Bogenhauser Villa vor Abriss:Ausgehöhltes Denkmal

Walmdachvilla, Kohlbergerstraße 5

Aus der Liste der schützenswerten Baudenkmäler gestrichen wurde diese Bogenhauser Villa. Lokalpolitiker und Nachbarn wollen ihren Abriss verhindern.

(Foto: Florian Peljak)

Weil im Innern einer alten Bogenhauser Villa zu viel verändert wurde, verliert das Gebäude seinen Schutzstatus. Jetzt will der neue Besitzer das Haus abreißen lassen und Luxuswohnungen bauen.
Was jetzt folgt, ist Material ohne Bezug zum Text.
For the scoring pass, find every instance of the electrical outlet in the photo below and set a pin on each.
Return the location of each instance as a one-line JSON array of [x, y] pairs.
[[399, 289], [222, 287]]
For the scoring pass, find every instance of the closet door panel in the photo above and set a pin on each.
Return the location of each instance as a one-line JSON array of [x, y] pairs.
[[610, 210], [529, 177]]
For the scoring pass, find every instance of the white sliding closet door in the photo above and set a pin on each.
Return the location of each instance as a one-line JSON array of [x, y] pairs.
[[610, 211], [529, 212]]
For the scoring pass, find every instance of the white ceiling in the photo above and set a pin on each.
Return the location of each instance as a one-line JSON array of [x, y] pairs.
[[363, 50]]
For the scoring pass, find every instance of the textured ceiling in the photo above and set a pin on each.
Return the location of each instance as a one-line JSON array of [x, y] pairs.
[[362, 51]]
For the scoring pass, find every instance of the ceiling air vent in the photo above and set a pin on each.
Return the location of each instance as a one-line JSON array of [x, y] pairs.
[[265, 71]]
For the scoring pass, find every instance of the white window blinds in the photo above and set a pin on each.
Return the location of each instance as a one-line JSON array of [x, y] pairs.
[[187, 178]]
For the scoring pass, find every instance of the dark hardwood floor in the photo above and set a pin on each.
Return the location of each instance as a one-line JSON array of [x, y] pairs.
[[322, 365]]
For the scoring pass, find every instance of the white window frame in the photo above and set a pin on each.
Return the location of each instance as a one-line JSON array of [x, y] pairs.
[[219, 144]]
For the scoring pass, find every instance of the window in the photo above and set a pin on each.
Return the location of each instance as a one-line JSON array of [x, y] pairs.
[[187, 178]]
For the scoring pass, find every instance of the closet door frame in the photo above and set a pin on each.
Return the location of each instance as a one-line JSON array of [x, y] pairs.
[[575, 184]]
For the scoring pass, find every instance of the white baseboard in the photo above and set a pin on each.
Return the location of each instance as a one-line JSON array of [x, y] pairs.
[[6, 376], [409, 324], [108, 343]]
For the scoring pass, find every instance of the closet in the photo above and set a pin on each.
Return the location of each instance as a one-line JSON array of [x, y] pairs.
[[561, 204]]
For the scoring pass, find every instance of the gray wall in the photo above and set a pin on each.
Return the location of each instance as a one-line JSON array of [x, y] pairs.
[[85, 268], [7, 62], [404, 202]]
Stadt und Anwohner protestieren.

Von Johannes Barthel

Seit fast 90 Jahren steht die Villa ruhig und idyllisch an der Kolbergerstraße 5, inmitten eines grünen Gartens, mit ihrer großenteils von Wein und Efeu bewucherten Fassade. Dass sie ihren hundertsten Geburtstag noch erleben wird, scheint aber eher unwahrscheinlich. Still und leise wechselte das denkmalgeschützte Haus den Eigentümer. Der neue Besitzer will sie abreißen und lieber einen Neubau errichten. Und eine Überprüfung des Landesamts für Denkmalschutz offenbarte, dass im Innern des Hauses so viel verändert wurde, dass es nicht mehr als Baudenkmal gelten kann.

Es ist eine verworrene Geschichte, die sich lange Zeit völlig im Verborgenen abgespielt hat. Erst, als die Nachbarn der Villa von ihrer Hausverwaltung ein Schreiben erhielten, dass es im Zuge der Anwohnerbeteiligung zu einem Vermessungs- und Abmarkungstermin kommen solle, gelangte die Angelegenheit an die Öffentlichkeit. Mit dem Brief, so erklärt eine Anwohnerin, die ihren Namen nicht in der Zeitung lesen möchte, habe sie auch eine Flurkarte erhalten, auf der ein "massiver Baukörper" an Stelle der alten Villa zu erahnen war. Der neue Eigentümer des Grundstücks ist die Euroboden GmbH aus Grünwald, die sich auf das Luxussegment im Bereich Eigentumswohnungen spezialisiert hat. Und jetzt offenbar plant, die Villa abzureißen, um an ihrer Stelle ein Mehrfamilienhaus mit vier Vollgeschossen und einem Terrassengeschoss zu errichten.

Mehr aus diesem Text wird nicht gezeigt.